У французов нет потребности идти далее, идти вглубь, никакой смелости мысли, никакой истинной инициативы; они достигают большой ловкости навыком, они рутинисты по преимуществу; все эти rou'es из rou'es Тьеры, Маррасты ничего не понимают в социальном вопросе. Они умны и ловки в своем известном круге, за пределами его – они пошлы и глупы. Посмотрите их возражения – смешно читать; они знают, что социализм враждебная им партия, что ее надобно уничтожить, мастерски подведут guet-apens [177] , но не поймут, в чем дело. Одна господствующая страсть поглощала все мысли и досуги среднего состояния – стяжание, нажива, ажиотаж; эта страсть, вместе с национальной скупостью французов, вытравливает в их сердце не только любовь к ближнему, к истине, но уважение к себе. Издание журнала, выбор депутата, голос в Камере – все это было торговым оборотом, едва прикрытым условными фразами. Сила банкиров во всех общественных делах была чрезвычайная; министерство боялось больше всех зол распадения с капиталистами.
177
западню (франц.). – Ред.
Англичанин тоже расчетлив, он купец, для него приобретение выгоды составляет цель оборота, он в него вносит всю светлость своего практического ума, это его дело, его занятие; но, закрывая бухгалтерскую книгу, он делается в свою очередь потребителем, охотно бросает свои гинеи, хочет пожить на свой лад, он имеет свои капризы, которые не подчиняет деньгам. Француз, увлеченный в денежные дела, делается лишенным всех страстей и желаний, он ни в каком случае не забудет финансовой стороны вопроса, он вперед подкуплен опасением денежной утраты. Может быть, это свидетельствует, что французам не свойственна исключительно коммерческая деятельность, они в ней словно теряют такт и меру, потому что это не их дело; может, оно и пройдет как временное зло, как уродливое и последнее проявление буржуазии, может… но таким я застал среднее состояние в Париже. Прибавьте к страсти стяжания страсть власти, жажду мест, которою заражены все политические люди, к какой бы партии они бы ни принадлежали. Мы видели в последнее время, с какою яростью редакторы «Насионаля» и «Реформы» бросились на места и как важно подняли они потом свой демократический нос, замаранный голландской сажей. При таком нравственном падении буржуазии, при невежестве крестьян, при подозрительной чистоте оппозиции и либеральной партии, при страшных средствах административной централизации министры Людовика-Филиппа могли смело поступать как хотели, храня наружный вид законности. Но последнее опять не в духе французов, я это вменяю им в достоинство. Француз не может остановиться на фарисейском толковании буквы, как англичанин, не может довольствоваться существенной выгодой победы, он хочет еще внешнего торжества, унижения противника.

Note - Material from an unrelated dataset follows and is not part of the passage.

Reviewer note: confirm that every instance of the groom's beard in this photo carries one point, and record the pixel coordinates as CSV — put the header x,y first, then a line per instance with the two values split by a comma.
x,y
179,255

Противник, с своей стороны, точно также, перенес бы поражение, но восстает против оскорбления. Сверх дерзкого тона, министры впали в вечную ошибку всех консерваторов: они не умели оценить своего врага, они не знали этой несокрушимой упорности небольшой кучки республиканцев, готовых, выходя из тюрьмы, в тот же день продолжать заговор и начинать новую попытку, – эти исключительные явления во французской жизни приводят в удивление своей твердостью, своим героическим постоянством. К тому же люди правительства слишком презирали работников после Лиона, Clo^itre St.-Merry и Трансноненской улицы, они были уверены, что армия и Национальная гвардия задавят их, – и ошиблись. Людовик-Филипп недаром толковал, качая головой, о Париже et ses aimables faubourgs [178] . Старый король видел les sections [179] первой революции, он сам стоял дежурным при входе в якобинское Собрание; а Гизо начал собственно знать французов после взятия Парижа союзными войсками. Сверх всего, не надобно забывать, что семнадцатилетняя проповедь самого грубого эгоизма и самого нечистого поклонения материальным выгодам и спокойствию – не могла образовать особенно преданных и самоотверженных защитников июльскому трону… В октябре 47 г. я уехал в Италию, оставив Париж в самом мрачном состоянии, надежды на 24 февраля никакой не было. Воровство, продажа пэрства и крестов, подкупы министров, убийства в герцогских комнатах, крапленые карты в Tюльери, кража лесов королем, министр юстиции, пойманный в публичном доме, сын короля (Монпансье), выброшенный из дому почтенным генералом за неприличное поведение, – вот чем были полны журналы и разговоры. Депутаты отвечали на обвинительные документы – вотируя спасибо министрам, уличенным в плутнях.
178
и его милых пригородах (франц.). – Ред.
179
секции (франц.). – Ред.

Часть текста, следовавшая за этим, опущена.